Regarding the assumption that these could have been “weapons from the 80s,” it has to be noted that the Iskander missile system was introduced into the Russian military – specifically, the Missile Troops and Artillery of the Russian Armed Forces – as late as 2006. Meaning that all the four Iskander systems in service in the Armenian armed forces were produced after the year 2006.

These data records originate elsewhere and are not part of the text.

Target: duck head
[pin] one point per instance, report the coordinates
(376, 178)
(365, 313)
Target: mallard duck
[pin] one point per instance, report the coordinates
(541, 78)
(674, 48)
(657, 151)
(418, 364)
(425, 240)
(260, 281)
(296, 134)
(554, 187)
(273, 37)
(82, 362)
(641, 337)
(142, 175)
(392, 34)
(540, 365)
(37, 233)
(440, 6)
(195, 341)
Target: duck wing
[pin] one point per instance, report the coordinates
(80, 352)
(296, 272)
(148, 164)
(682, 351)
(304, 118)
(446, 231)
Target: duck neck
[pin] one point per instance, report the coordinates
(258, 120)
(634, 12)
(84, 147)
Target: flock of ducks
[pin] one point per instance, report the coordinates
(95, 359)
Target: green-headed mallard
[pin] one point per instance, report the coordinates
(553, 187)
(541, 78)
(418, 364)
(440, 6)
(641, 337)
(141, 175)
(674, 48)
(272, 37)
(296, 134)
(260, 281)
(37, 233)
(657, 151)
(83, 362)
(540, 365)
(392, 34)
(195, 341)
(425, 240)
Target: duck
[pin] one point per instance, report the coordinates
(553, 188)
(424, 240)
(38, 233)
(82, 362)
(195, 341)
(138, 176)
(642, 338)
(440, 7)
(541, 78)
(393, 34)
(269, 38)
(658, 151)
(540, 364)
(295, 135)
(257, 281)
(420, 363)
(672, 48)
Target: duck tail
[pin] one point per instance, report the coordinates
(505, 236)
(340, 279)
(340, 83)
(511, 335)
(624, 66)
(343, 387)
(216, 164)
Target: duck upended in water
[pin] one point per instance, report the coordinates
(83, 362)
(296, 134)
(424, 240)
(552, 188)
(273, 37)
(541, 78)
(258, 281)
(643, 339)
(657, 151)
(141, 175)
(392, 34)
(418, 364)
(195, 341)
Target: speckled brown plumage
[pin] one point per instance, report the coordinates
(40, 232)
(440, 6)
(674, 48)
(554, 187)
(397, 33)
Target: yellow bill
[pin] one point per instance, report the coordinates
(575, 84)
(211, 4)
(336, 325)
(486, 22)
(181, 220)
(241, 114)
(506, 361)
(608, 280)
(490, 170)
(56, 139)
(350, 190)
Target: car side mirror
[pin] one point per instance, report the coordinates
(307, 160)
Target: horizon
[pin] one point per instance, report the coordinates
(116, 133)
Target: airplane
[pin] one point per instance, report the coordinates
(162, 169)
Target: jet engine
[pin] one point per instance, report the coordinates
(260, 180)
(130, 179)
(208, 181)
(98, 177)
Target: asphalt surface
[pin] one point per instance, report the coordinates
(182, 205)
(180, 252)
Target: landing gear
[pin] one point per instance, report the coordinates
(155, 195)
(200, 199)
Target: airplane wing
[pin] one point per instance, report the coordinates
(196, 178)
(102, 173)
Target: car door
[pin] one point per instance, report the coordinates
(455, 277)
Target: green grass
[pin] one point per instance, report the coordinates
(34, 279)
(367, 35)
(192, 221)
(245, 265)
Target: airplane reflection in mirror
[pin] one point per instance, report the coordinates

This, again, brings us to the issue of Pashinyan's professional qualification, or lack thereof — if the prime minister doesn't know the manufacturing dates of his nation's most powerful weapons systems, this raises even bigger questions about his competence as commander-in-chief. After all, there are only four Iskander systems in Armenia, not forty or four hundred – and they were all manufactured in the same year. When it comes to these missile systems, the country's leadership should have knowledge of every little detail.
This wasn't the first time that Pashinyan criticized Russian weapons. In November last year he said that Armenia's armed forces had expanded their arsenals, adding “everything deemed necessary” – but that air defense systems purchased from Russia proved ineffective in combat.
In December, Pashinyan came up with yet another reason why Armenia lost in the Nagorno-Karabakh conflict. He pinned the blame on “electronic warfare systems that simply didn’t work.” Armenia purchased the systems from Russia in 2017, for as much as $42 million.
In this case, it would make sense to remind Mr. Pashinyan of the contents of a telegram that Moscow sent on May 9, 1942 to the representative of the High Command at the Crimean Front, Army Commissar 1st rank Lev Mekhlis. The telegram said: “Your position of a detached observer who is not accountable for the events at the Crimean Front is puzzling. It is convenient, but it positively stinks. At the Crimean Front, you are not an outside observer, but the responsible representative of High Command, who is accountable for every success and failure that takes place, and who is meant to correct, right there and then, any mistakes made by the commanding officers.”
If the current Armenian leadership wants to uncover the reasons behind the country's military failures, then, instead of questioning the quality of Russian-made weapons systems, it should look into the deficiencies of its own armed forces – from manpower, availability of weapons and military equipment, to command, logistics, and practical training in preparation for military operations. One could, of course, argue that Armenia never directly participated in the Nagorno-Karabakh conflict. However, it is widely recognized that there can be no strict line drawn between Nagorno-Karabakh’s troops and Armenia's own armed forces.